If we better understood the “molecular machine” involved in learning and memory, it would be easier to design more effective Alzheimer’s drug. But we don’t have the time to wait until we know the complete system. If we can establish that a certain component is involved, then we can test the therapeutic potential of modulating its actions The challenge is that most of the LTP and LTD molecules are involved in other processes in the body as well. For example, the protein GSK3-beta is known to be involved in Alzheimer’s disease. Drug companies have developed GSK3-beta antagonists. In principle they will delay neurodegeneration, and there’s good preclinical evidence that this is the case. But the problem is that GSK3-beta is expressed in every cell in the body and if you inhibit it, the side-effects include cancer. We aim to find molecules that are important only to long-term depression since these could be the best therapeutic targets.

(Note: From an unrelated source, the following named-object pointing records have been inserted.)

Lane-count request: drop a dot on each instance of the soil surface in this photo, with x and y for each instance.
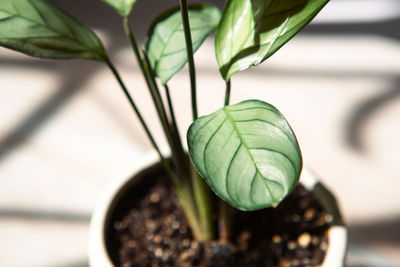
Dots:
(155, 233)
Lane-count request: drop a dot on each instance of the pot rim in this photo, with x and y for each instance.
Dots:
(97, 251)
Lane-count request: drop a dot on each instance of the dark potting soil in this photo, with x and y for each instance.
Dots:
(154, 233)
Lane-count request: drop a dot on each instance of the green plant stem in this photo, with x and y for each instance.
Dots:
(225, 211)
(225, 221)
(189, 50)
(136, 110)
(178, 153)
(201, 191)
(174, 140)
(184, 197)
(171, 109)
(183, 185)
(203, 201)
(227, 93)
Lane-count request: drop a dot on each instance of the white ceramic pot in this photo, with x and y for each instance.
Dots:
(99, 256)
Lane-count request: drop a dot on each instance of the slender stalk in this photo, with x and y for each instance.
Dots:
(182, 186)
(203, 201)
(225, 221)
(136, 110)
(201, 191)
(225, 211)
(171, 108)
(174, 140)
(176, 147)
(227, 93)
(189, 51)
(187, 202)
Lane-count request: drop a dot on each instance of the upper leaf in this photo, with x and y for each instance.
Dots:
(39, 29)
(252, 30)
(247, 153)
(123, 7)
(166, 46)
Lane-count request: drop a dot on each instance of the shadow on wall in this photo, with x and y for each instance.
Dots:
(365, 110)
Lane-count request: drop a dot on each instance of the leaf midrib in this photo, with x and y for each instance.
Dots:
(228, 115)
(45, 26)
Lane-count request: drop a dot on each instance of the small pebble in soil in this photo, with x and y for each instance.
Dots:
(291, 245)
(276, 239)
(304, 240)
(309, 214)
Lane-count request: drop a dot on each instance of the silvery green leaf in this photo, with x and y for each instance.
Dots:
(250, 31)
(123, 7)
(39, 29)
(247, 153)
(166, 46)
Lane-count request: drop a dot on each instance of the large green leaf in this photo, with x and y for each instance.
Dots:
(123, 7)
(39, 29)
(166, 46)
(250, 31)
(247, 153)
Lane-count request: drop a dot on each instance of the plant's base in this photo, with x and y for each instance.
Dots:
(155, 233)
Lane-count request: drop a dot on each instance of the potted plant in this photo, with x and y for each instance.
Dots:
(246, 153)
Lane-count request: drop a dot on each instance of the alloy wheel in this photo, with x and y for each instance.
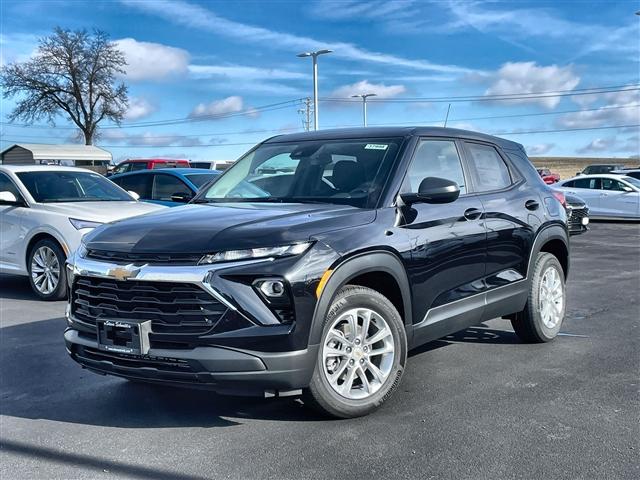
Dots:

What has winning the Brain Prize meant to you personally and for your research?
Personally, it’s great to get the recognition that what you’ve been working on means something to people. But what’s more important is that it raises the profile of neuroscience.

What would you be doing if you weren’t a brain scientist?
I’d like to have been a professional soccer player, but I never had the talent.

Why did you come to Toronto?
U of T is one of the world’s leading universities and undoubtedly number one in Canada. It’s also connected to several fantastic hospitals with their own research institutes. You don’t see that integration in many places. My research is at the point where I really want to try to translate my ideas into new treatments for brain disorders. So being in an environment where lots of people are medically qualified to help me do this makes it a very good place to work.

A shorter version of this Q&A was published in the Autumn 2016 print edition.